The script is getting predictable.
Natarajan Chandrasekaran, the man holding the keys to the Tata Sons empire, recently took the stage to tell us that AI is the "biggest opportunity" for the tech industry. It’s the kind of thing you say when you’re steering a massive tanker like TCS and realize the water is starting to boil. The occasion? A shiny new partnership with OpenAI.
We’ve heard this sermon before. Every few years, a new acronym arrives to save the souls of IT middle managers everywhere. First, it was "The Cloud," which turned out to be just someone else’s computer with a better UI. Then it was "Blockchain," which mostly resulted in expensive jpegs of bored primates. Now, it’s Generative AI.
Chandrasekaran isn’t wrong about the scale. When a conglomerate that sells everything from salt to software says something is a big deal, you listen. But let’s look past the corporate cheerleading. Tata is essentially the back office of the world. If OpenAI’s models can suddenly write the code, draft the emails, and handle the Tier-1 support tickets that keep the lights on in Mumbai and Bangalore, Tata has two choices: lead the firing squad or get shot.
The partnership with Sam Altman’s outfit is a defensive crouch disguised as a sprint. By hugging OpenAI close, Tata is trying to ensure it isn’t the first thing disrupted out of existence. It’s a classic move. If you can’t beat the algorithm that replaces your 600,000 employees, you’d better be the one selling the algorithm to your clients.
But there’s a cost. A real, friction-heavy cost.
OpenAI doesn’t play for cheap. We’re talking about an organization that burns through billions of dollars in compute costs like it’s pocket change. For a legacy giant like Tata, which operates on the razor-thin margins of service contracts, the math is ugly. You don't just "plug in" GPT-4. You pay for tokens. You pay for fine-tuning. You pay for the privilege of feeding your proprietary data into a black box that might accidentally leak your trade secrets to a competitor in the next training run.
And then there’s the talent problem. Chandrasekaran talks about AI as a tool for "IT and Tech," but the reality is messier. The old model was simple: hire thousands of smart engineers, train them on a specific stack, and bill the client by the hour. AI breaks the hourly billing model. If a task that used to take ten hours now takes ten seconds, the revenue vanishes. Tata is essentially betting that they can find enough "new" work to fill the void left by the stuff they’ve just automated away.
It’s a bold gamble. It’s also a bit desperate.
The friction isn’t just in the balance sheet; it’s in the culture. Tata is a hundred-year-old institution built on stability and "nation-building." OpenAI is a San Francisco startup that changes its corporate structure more often than most people change their oil.

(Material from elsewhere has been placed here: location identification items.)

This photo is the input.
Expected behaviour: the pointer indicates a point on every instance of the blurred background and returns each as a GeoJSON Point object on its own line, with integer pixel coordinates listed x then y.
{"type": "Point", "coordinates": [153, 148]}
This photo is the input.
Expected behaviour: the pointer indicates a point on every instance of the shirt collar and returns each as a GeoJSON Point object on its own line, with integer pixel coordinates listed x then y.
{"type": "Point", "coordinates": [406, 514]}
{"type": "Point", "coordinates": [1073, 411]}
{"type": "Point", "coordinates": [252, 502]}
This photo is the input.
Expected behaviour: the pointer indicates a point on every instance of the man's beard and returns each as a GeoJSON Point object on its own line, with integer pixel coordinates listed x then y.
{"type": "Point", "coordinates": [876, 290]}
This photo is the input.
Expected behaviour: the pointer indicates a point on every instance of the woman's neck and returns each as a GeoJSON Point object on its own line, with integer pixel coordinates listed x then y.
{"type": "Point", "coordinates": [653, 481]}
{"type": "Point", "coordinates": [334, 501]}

One values longevity; the other values "moving fast and breaking things," even if the thing being broken is the concept of a stable career path for millions of software testers.
Don't expect the transition to be smooth. We’re already seeing the cracks. Clients are asking why they’re still paying premium rates for "AI-augmented" services that feel suspiciously like the same old manual labor with a ChatGPT wrapper. Meanwhile, the bill from Microsoft—the silent landlord of the OpenAI ecosystem—is only going to go up.

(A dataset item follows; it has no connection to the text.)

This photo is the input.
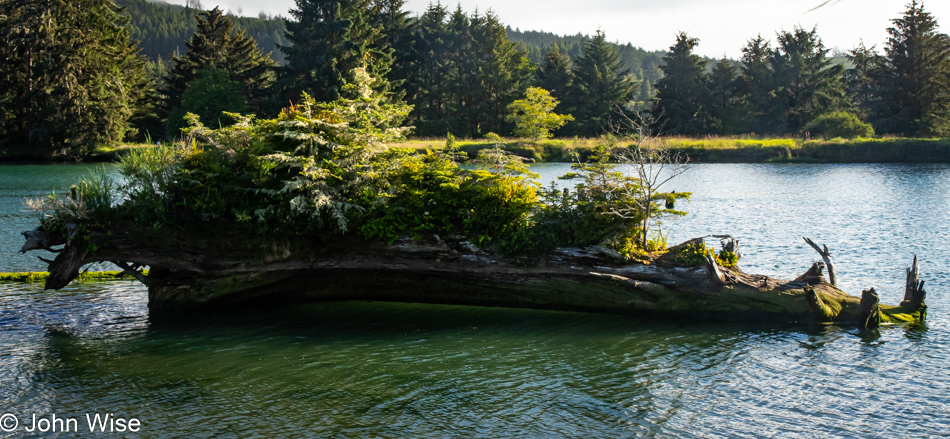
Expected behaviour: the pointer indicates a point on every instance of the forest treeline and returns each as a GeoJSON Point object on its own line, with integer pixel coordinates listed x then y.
{"type": "Point", "coordinates": [162, 29]}
{"type": "Point", "coordinates": [460, 72]}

Chandrasekaran is right that this is the biggest opportunity. He just didn't mention that it's also the biggest threat his company has faced since the invention of the internet. You can call it a partnership, but in the tech world, partnerships often look like a pilot fish swimming alongside a shark. It’s great for the fish, right up until the shark gets hungry.
The real question isn't whether Tata can use AI to do things faster. It's what happens to a business model built on human hours when those hours become worthless.
I wonder if Sam Altman has an API for that.